Mais cette simplicité à un coût économique. On parle de disruption quand un nouveau modèle bouscule le fonctionnement actuel: le véhicule électrique et sa simplicité sont une véritable disruption du marché global de l'automobile.
Car le monde de la production automobile c'est un écosystème de constructeurs et de fournisseurs et moins de complexité veut dire moins de pièces à produire. On estime que le basculement vers le véhicule électrique fera perdre 17% de la production (et donc du chiffre d'affaire) des constructeurs et 38% de la production des fournisseurs. Et ce n'est évidemment pas une bonne nouvelle pour l'emploi et donc pour l'économie des pays comme la France ou l'Allemagne qui ont un secteur automobile important: on parle de 20% d'emploi en moins soit prêt de 40,000 personnes en France !
Et la simplicité des véhicules ne pose pas problème que pour la production mais aussi pour la maintenance. Au-delà de l'entretien courant qui est plus simple (plus de vidange, niveau d'huile, liquide de refroidissement, …) moins de complexité veut dire aussi moins de maintenance et moins de pannes. Selon des professionnels, le volume d'intervention sur les véhicules électriques est moitié plus faible que sur les véhicules thermiques. Et les équipementiers imaginent une perte de chiffre d'affaire pouvant aller jusqu'à 30%. C'est donc tout l'écosystème autour des constructeurs (garagistes, concessionnaires, distribution de pièces détachées, …) et leur modèle de fonctionnement qui est impacté par les véhicules électriques.
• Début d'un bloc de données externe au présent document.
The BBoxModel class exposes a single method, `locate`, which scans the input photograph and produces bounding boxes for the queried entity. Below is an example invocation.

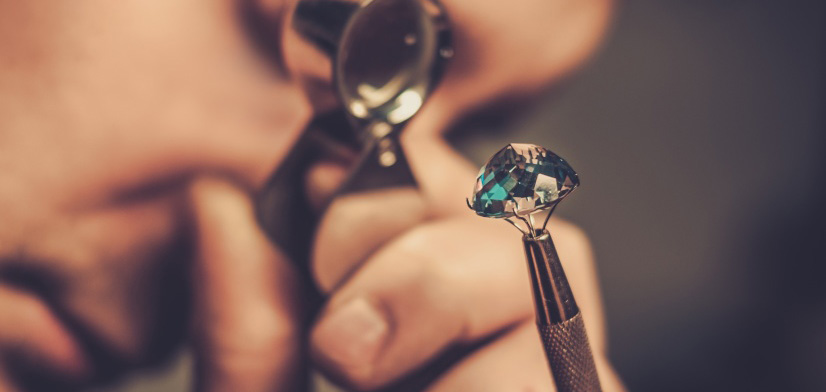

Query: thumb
[190,179,306,391]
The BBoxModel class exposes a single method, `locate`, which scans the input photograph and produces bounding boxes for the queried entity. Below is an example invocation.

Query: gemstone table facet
[470,143,579,218]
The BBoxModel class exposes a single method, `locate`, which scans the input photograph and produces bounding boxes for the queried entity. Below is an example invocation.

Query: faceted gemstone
[471,143,579,218]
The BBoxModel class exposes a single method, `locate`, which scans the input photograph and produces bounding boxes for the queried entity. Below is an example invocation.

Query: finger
[191,179,303,391]
[313,138,473,291]
[311,218,604,389]
[428,322,625,392]
[0,285,91,390]
[428,322,556,392]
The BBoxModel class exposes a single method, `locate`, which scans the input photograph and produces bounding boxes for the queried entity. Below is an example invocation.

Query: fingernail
[313,298,389,367]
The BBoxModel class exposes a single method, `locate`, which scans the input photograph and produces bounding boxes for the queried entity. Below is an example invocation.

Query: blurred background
[107,0,826,392]
[465,0,826,391]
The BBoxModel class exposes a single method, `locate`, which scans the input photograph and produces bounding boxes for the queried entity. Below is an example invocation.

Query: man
[0,0,621,391]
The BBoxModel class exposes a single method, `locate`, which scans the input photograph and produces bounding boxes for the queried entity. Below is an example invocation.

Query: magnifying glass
[257,0,453,266]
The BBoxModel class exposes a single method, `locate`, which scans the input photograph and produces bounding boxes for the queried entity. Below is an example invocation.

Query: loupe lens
[336,0,437,124]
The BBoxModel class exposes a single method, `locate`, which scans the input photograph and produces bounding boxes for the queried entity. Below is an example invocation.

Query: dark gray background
[107,0,826,392]
[466,0,826,391]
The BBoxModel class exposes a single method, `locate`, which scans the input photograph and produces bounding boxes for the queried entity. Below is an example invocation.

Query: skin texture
[0,0,621,391]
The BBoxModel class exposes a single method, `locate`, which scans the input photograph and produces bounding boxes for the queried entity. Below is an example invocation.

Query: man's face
[0,0,608,389]
[0,0,310,382]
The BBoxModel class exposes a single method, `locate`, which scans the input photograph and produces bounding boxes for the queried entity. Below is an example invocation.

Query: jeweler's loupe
[258,0,453,264]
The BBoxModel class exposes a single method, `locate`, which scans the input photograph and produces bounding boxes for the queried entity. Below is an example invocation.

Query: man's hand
[190,178,306,392]
[310,134,622,391]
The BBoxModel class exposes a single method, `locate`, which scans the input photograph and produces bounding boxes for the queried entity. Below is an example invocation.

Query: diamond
[469,143,579,218]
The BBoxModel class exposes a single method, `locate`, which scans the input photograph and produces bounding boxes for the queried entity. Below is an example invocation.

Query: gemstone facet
[468,143,579,218]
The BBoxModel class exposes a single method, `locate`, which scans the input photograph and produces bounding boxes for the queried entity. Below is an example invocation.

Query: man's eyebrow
[238,1,288,77]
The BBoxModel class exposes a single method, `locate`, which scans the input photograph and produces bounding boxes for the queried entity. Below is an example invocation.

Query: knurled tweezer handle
[523,230,602,392]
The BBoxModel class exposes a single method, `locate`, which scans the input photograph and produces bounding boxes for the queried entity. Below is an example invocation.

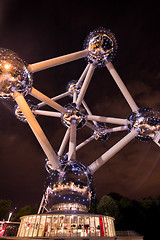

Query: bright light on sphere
[0,48,33,99]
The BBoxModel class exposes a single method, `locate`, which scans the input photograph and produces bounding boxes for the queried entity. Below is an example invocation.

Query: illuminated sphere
[14,100,38,123]
[128,107,160,142]
[46,161,93,209]
[84,28,117,66]
[61,103,86,128]
[0,48,33,99]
Les véhicules thermiques font le plein à des stations services. Les véhicules électriques se rechargent sur des bornes ou éventuellement, si on n'est pas pressé, sur des prises électriques standards. Le circuit de distribution est donc clairement à réinventer. Et c'est un enjeu majeur car l'une des problématiques des véhicules électriques aujourd'hui est leur faible autonomie comparée aux véhicules thermiques.
La bonne nouvelle c'est qu'en moyenne un véhicule est en stationnement 95% du temps. Le paradigme des véhicules électriques c'est donc de ré imaginer la recharge: on ne charge pas le véhicule quand on a besoin de le faire, on la charge quand on ne l'utilise pas pour qu'il soit chargé quand on en a besoin.
Mais évidemment pour cela il faut qu'il y ait des prises de recharge dans les parkings, dans les entreprises, dans l'espace public et au domicile des gens. C'est loin d'être le cas aujourd'hui mais depuis mars 2021, la loi impose un pré-câblage pour les nouveaux logements résidentiels, entreprises et bâtiments rénovés. On peut donc espérer une amélioration prochaine du parc de recharge.
Pour les personnes effectuant des longs trajets, il faut aussi prévoir des points de recharge rapide. Là-dessus, même si ce n'est qu'un début, la concurrence commence à faire rage entre Ionity (porté par des constructeurs automobiles), TotalEnergies (qui se lance) et l'historique réseau de Tesla, jusqu'à présent limité aux véhicules du constructeurs mais qui s'ouvre progressivement à tous véhicules. Là aussi on peut donc s'attendre à une extension prochaine du parc de points de recharges rapides.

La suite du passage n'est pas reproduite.